What are competing risk models?
What are competing risk models?
Competing risk analysis refers to a special type of survival analysis that aims to correctly estimate marginal probability of an event in the presence of competing events.
What do you mean by competing risk?
A competing risk is an event whose occurrence precludes the occurrence of the primary event of interest. In a study examining time to death attributable to cardiovascular causes, death attributable to noncardiovascular causes is a competing risk.
What is fine and gray method?
The Fine and Gray method provides a way to introduce covariate information into those predictions, potentially making them more accurate for individual patients. It’s important to note, however, that one can also calculate cumulative incidence functions based on cause-specific hazard functions.
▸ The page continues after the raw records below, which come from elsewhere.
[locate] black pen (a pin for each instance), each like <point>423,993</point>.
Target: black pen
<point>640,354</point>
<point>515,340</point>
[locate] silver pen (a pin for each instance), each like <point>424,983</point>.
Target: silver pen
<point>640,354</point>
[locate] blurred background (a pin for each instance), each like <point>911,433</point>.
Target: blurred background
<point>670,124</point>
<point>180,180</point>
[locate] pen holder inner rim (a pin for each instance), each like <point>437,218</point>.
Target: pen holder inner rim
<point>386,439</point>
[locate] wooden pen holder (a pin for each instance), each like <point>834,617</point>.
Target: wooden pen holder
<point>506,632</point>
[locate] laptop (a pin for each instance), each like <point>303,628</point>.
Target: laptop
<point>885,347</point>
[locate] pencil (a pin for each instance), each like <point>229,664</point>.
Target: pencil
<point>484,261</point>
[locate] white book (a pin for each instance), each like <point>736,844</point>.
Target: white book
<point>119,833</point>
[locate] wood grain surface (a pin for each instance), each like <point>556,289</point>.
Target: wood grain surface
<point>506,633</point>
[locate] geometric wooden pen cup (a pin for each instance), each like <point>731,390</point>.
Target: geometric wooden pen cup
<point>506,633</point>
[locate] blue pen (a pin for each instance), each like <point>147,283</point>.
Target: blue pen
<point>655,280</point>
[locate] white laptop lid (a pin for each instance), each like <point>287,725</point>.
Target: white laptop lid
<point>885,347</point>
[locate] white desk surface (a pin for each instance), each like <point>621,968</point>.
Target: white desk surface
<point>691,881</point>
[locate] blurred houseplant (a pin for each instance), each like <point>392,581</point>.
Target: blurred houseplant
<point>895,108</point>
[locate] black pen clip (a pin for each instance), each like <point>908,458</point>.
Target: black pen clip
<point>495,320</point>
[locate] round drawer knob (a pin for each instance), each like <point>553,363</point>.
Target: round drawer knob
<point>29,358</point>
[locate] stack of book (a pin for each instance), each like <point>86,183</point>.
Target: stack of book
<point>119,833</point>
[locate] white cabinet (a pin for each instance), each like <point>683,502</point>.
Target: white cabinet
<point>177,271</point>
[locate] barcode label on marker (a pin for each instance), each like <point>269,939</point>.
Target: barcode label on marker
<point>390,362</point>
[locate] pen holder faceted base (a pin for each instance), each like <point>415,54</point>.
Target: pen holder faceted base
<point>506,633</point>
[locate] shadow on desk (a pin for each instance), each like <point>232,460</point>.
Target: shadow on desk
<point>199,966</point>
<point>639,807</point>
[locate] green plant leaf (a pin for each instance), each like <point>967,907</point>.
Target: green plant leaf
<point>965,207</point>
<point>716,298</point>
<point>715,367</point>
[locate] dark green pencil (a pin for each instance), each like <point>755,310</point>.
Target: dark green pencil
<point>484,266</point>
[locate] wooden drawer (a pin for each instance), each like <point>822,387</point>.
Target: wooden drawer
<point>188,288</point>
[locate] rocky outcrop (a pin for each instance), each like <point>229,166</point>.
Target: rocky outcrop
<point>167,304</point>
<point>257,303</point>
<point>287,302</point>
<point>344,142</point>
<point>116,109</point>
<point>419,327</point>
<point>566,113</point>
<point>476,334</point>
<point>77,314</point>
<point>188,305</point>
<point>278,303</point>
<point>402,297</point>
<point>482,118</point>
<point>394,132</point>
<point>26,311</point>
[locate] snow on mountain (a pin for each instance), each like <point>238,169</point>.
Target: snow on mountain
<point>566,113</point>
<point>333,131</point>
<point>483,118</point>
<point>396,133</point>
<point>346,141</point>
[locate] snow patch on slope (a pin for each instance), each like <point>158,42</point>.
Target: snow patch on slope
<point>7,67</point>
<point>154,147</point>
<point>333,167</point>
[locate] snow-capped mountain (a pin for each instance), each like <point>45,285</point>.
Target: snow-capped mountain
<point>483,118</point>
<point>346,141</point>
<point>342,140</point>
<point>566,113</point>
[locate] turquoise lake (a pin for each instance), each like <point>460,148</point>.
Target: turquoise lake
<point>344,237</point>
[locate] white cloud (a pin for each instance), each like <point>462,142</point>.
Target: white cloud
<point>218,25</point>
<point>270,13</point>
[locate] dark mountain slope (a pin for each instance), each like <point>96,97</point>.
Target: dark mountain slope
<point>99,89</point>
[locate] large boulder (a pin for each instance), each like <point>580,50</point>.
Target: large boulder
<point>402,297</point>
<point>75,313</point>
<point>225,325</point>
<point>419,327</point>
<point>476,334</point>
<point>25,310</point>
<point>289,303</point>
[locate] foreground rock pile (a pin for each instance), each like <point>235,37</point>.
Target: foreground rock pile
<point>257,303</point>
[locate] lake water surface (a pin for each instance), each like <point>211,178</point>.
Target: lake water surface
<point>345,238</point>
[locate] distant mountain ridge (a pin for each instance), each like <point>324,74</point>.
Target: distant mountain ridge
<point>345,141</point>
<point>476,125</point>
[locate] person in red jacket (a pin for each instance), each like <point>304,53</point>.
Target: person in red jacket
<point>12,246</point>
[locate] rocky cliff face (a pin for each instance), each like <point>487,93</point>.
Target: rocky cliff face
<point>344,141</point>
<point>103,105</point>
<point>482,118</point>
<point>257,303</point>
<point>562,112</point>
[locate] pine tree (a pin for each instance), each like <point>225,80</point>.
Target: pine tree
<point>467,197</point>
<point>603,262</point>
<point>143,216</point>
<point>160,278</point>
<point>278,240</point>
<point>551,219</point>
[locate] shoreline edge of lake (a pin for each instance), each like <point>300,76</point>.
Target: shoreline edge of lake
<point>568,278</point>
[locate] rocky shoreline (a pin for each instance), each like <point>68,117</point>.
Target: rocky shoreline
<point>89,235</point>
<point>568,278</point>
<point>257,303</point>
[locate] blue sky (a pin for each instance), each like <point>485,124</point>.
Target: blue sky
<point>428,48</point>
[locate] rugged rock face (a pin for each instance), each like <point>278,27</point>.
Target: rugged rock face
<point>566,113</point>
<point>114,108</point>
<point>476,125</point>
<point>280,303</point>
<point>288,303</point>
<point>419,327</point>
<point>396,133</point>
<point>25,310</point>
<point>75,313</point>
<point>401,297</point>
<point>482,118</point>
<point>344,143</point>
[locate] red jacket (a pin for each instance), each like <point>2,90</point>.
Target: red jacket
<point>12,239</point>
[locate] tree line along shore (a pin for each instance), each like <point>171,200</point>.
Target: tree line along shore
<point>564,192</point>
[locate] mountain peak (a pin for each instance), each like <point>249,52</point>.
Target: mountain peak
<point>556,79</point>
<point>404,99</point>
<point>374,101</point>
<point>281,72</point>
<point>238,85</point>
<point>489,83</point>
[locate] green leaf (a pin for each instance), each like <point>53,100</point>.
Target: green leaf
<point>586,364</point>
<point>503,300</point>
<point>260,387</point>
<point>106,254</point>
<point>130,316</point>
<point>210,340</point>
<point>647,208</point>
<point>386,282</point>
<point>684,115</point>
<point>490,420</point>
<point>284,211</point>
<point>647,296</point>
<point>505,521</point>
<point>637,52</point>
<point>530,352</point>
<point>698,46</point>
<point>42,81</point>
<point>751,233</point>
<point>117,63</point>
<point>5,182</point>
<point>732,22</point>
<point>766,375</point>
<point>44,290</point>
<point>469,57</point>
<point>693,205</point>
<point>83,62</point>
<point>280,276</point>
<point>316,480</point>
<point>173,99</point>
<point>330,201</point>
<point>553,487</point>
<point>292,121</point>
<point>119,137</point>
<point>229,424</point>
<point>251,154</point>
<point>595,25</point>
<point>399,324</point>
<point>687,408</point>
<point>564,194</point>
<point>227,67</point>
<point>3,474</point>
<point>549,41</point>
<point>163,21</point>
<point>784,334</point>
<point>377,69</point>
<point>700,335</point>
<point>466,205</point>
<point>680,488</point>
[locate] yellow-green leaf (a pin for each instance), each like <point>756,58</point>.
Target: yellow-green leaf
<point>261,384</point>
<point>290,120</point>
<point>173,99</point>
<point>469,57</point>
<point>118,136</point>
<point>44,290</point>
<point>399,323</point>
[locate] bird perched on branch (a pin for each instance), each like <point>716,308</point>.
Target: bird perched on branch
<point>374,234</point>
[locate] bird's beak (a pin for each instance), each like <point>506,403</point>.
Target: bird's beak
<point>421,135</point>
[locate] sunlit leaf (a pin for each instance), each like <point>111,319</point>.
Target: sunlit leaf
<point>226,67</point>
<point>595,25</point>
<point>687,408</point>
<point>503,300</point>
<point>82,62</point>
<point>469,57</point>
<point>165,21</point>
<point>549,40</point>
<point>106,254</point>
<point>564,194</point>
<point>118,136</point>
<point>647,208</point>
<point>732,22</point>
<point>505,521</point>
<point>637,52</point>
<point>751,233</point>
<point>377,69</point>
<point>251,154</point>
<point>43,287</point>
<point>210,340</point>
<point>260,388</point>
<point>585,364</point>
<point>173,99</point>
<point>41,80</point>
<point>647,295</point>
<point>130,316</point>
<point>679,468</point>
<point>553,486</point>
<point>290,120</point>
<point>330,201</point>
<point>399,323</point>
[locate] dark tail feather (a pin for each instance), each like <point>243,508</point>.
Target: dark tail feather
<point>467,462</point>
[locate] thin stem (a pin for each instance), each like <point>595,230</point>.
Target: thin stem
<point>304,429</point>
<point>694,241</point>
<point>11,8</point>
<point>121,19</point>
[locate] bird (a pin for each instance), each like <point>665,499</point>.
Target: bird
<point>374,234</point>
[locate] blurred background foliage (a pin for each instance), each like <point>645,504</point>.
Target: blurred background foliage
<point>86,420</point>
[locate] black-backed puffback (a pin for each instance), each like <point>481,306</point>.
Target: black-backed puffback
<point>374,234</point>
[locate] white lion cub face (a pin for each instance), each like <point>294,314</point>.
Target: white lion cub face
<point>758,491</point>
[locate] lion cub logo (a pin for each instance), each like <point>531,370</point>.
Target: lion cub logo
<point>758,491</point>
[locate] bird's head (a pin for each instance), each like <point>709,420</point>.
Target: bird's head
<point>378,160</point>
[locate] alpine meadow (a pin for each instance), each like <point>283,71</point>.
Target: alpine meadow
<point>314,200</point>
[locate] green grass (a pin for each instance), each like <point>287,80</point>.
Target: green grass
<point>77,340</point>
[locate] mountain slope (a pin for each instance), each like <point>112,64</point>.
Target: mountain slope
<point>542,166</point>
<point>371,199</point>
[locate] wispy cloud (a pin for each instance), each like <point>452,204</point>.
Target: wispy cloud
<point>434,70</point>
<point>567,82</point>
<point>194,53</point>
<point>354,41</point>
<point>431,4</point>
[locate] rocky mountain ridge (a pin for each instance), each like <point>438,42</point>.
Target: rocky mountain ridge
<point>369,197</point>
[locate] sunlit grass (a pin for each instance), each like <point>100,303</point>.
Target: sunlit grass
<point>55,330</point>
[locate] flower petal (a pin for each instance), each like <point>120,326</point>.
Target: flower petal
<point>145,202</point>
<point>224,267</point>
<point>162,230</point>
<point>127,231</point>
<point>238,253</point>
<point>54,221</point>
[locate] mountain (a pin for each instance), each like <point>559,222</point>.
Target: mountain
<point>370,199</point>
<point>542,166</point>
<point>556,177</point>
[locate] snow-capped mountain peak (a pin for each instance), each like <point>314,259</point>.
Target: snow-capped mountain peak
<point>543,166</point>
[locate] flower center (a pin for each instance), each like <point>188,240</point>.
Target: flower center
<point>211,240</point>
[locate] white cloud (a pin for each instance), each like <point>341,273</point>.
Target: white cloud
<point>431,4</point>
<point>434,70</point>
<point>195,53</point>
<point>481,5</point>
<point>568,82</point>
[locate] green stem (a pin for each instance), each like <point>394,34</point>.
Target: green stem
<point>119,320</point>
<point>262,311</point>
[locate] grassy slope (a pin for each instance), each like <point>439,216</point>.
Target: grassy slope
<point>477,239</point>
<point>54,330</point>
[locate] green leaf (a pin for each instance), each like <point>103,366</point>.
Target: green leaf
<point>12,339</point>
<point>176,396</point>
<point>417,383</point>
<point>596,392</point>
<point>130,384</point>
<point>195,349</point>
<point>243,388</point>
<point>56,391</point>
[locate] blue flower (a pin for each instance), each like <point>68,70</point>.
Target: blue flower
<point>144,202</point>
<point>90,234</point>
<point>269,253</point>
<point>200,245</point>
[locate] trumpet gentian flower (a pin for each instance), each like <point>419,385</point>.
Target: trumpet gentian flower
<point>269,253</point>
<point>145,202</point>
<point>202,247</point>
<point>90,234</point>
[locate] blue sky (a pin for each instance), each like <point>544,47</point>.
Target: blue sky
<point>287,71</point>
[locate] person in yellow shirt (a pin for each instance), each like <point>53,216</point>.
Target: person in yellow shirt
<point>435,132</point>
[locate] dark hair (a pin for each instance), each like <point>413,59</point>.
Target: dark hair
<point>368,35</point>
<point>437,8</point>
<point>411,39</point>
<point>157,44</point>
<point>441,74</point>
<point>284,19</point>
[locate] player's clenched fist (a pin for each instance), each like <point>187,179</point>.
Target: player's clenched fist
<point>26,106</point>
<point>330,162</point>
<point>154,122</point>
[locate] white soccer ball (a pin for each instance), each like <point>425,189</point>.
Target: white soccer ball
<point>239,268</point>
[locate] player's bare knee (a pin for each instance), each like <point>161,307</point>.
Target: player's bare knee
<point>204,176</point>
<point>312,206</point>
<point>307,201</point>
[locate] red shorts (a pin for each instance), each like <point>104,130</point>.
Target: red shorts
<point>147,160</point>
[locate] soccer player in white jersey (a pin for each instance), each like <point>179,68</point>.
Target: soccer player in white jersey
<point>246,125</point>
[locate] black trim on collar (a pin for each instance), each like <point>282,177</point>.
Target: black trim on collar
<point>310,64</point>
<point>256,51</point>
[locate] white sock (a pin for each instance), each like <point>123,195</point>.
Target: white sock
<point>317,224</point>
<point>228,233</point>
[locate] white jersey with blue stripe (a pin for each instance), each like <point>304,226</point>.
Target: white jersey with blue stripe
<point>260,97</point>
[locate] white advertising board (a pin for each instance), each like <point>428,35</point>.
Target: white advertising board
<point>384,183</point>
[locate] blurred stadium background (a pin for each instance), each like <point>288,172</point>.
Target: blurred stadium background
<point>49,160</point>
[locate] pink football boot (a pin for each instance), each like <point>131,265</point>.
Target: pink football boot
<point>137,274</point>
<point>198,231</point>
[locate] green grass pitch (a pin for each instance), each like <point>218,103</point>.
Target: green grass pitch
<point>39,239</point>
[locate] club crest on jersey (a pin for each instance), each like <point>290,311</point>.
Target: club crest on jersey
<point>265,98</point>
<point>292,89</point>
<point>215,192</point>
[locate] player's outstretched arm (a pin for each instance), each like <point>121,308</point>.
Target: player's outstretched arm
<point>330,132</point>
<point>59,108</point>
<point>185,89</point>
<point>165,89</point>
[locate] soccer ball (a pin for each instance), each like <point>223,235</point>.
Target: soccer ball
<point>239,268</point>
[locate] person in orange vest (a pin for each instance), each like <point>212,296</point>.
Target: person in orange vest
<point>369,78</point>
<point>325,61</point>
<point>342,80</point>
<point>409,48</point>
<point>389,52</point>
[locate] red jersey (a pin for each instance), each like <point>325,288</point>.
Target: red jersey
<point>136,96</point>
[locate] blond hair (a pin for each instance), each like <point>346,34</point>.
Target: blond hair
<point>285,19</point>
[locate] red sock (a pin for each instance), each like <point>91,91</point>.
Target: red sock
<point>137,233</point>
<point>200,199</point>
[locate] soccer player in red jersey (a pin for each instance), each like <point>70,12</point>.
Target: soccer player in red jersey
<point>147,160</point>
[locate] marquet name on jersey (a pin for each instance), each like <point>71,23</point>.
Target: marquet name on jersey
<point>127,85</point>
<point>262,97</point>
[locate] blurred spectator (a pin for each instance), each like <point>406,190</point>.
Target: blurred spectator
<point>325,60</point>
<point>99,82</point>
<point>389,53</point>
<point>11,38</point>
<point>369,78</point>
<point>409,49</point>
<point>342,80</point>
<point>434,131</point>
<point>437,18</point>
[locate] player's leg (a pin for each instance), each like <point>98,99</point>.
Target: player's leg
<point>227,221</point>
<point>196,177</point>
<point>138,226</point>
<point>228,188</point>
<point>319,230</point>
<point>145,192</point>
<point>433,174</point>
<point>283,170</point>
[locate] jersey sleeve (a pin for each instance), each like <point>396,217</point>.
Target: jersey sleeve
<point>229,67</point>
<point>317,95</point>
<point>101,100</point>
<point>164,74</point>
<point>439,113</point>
What is fine and gray regression model?
To overcome this limitation, Fine and Gray  developed a survival regression model based on cumulative incidence function (CIF) which describes the probability of occurring an event prior to a specific time. In the same section, Fine-Gray competing risk regression model is briefly described.
Is cumulative incidence 1 survival?
In other words, the cumulative incidence of an event at a given time is one minus the overall survival probability at that time. An investigator may be interested in examining outcomes other than mortality, such as incidence of disease recurrence or incidence of a second primary cancer.
What is the purpose of a Kaplan-Meier curve?
The Kaplan-Meier estimator is used to estimate the survival function. The visual representation of this function is usually called the Kaplan-Meier curve, and it shows what the probability of an event (for example, survival) is at a certain time interval.
How do you analyze survival data?
In cancer studies, most of survival analyses use the following methods:
- Kaplan-Meier plots to visualize survival curves.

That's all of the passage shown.